HALLER

Numéro

385

Prénom

Albrecht von

Naissance

1708

Décès

1777

1. État-civil

Albrecht (ou Albert) von Haller est né à Berne en octobre 1708, sans doute le 16 (L, p. 94). Il était fils de Niklaus Emmanuel H. (1672-1720), avocat et chancelier du comté de Bade, et de Anna-Maria Engel (1681-1713). Il a épousé Marianne Wyss le 19 février 1731 à Berne (L, p. 96) ; elle meurt accidentellement en 1737. Il eut trois fils : de son premier mariage, Gottlieb Emmanuel (1735-1786) ; d'un second mariage, Rudolf Emmanuel (1747-1833), Albrecht (1758-1823). H. est mort à Berne le 12 décembre 1777.

2. Formation

Il suivit d'abord les leçons d'un précepteur, Abraham Baillodz, puis entra à l'école publique de Berne, qu'il quitta en 1722 après trois années d'enseignement. Il suivit l'enseignement du docteur en médecine J.F. Neuhaus, ami de son père, et commença des études de botanique. En 1724, il s'inscrit à l'université de Tübingen et y suit les cours d'anatomie de Johann Georg Duvernoy. Dès le 21 mars 1725, il publie son premier mémoire scientifique, une réfutation de Coschwitz (L, p. 95). Le 27 juin 1725, il s'inscrit à à la faculté de médecine de l'université de Leyde, où il suit les cours de Boerhaave et d'Albinus. Au cours de l'été 1726, il voyage dans le Nord des Provinces-Unies et rencontre J. Barbeyrac. Il soutient sa thèse de doctorat, Dissertatio inauguralis sistens Experimenta et dubia circa ductum salivalem novum Coschwizianum, le 23 mai 1727. Il se rend ensuite en Angleterre, puis à Paris, en août 1727, où il assiste à des opérations chirurgicales de Le Dran et de Wislow ; il suit à Bâle les cours de mathématiques de J. Bernoulli (I). En juillet 1728, il fait avec Gesner ses premières ascensions alpines. Il s'installe, au début de 1729, à Berne où il occupe en 1735-1736 un poste de bibliothécaire. Il est nommé en 1736 professeur d'anatomie, de chirurgie et de botanique à l'université de Göttingen, où il restera jusqu'en 1753. A cette époque, ses activités de savant, de président de la Société royale des Sciences de Göttingen et de journaliste scientifique l'ont rendu célèbre dans toute l'Europe. Il refuse l'invitation de Frédéric II, qui l'appelait à Berlin, et préfère retourner dans sa patrie. Il devient membre du Conseil des Deux-Cents. Il est nommé gouverneur de l'hôtel du Sénat de Berne et directeur des salines de Roche, près d'Aigle. Il passe à Berne ses dernières années, couvert d'honneurs : François Ier d'Autriche le crée chevalier ; Joseph II, de passage à Berne, lui rend visite ; Gustave III de Suède lui confère l'ordre de l'Etoile polaire. H. entretient avec les savants de toute l'Europe une correspondance suivie : on estime à 1100 le nombre de ses correspondants ; sa correspondance a été recensée par F. Thormann (Register zu Briefsammlung von Albrecht von Haller, in Beilage zum Bericht der Stadbibliothek [Bern], Bern, 1937).

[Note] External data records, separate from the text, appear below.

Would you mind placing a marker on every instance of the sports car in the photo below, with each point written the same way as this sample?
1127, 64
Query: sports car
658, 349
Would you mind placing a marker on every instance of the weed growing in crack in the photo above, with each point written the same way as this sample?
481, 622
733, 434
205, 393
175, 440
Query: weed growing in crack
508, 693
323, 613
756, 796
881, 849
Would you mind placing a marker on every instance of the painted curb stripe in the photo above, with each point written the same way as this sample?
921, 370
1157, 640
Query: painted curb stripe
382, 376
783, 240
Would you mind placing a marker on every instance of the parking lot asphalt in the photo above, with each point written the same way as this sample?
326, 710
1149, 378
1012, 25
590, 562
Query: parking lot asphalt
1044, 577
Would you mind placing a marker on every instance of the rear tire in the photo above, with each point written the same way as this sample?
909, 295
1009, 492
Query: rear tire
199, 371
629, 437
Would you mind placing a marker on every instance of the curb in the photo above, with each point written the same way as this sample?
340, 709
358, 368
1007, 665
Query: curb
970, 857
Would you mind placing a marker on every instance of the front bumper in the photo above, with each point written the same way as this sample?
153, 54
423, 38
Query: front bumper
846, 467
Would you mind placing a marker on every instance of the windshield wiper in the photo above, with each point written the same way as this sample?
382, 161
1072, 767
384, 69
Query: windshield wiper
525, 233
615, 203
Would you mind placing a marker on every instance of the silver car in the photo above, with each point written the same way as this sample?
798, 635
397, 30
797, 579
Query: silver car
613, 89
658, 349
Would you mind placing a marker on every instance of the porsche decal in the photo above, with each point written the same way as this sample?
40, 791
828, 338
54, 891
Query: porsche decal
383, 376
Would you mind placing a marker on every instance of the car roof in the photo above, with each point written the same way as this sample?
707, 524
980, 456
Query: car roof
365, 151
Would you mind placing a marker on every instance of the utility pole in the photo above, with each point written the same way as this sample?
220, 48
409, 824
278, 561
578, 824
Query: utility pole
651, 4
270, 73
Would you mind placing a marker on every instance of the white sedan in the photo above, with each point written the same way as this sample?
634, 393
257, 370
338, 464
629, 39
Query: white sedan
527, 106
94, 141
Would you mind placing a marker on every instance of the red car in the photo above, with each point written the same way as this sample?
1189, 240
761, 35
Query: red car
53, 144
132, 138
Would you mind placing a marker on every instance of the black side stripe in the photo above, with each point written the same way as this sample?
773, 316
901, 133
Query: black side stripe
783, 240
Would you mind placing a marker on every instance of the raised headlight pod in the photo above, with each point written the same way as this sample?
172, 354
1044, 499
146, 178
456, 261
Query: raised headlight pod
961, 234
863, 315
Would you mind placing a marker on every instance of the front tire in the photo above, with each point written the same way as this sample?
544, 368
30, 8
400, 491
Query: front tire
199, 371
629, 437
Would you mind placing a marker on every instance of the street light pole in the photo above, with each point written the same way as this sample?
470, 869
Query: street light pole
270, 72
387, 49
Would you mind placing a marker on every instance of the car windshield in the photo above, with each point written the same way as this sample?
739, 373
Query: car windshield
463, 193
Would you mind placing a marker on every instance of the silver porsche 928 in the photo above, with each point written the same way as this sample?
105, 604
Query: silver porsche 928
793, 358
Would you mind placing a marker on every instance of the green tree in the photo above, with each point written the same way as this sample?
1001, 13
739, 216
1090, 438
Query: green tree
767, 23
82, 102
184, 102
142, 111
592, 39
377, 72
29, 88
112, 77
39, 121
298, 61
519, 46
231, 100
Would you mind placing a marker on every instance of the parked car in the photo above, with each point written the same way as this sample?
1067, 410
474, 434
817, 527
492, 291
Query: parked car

6. Activités journalistiques

Il a collaboré régulièrement à la Bibliothèque raisonnée de 1742 à 1748 au moins : une lettre qu'il adresse à Gesner le 22 novembre 1742 précise qu'à cette date, il a déjà donné quatre comptes rendus à la B.R. ; le total de ses contributions s'élève à une cinquantaine d'articles, consacrés pour la plupart à la médecine, aux sciences naturelles, aux mathématiques, à l'histoire, aux voyages (L, p. 97-98) ; on y compte également un compte rendu très élogieux de Clarissa de Richardson. Sur le détail de cette collaboration, voir J.D. Candaux, D.P.1 169, p. 196-197, et B. Lagarrigue, p. 97-102.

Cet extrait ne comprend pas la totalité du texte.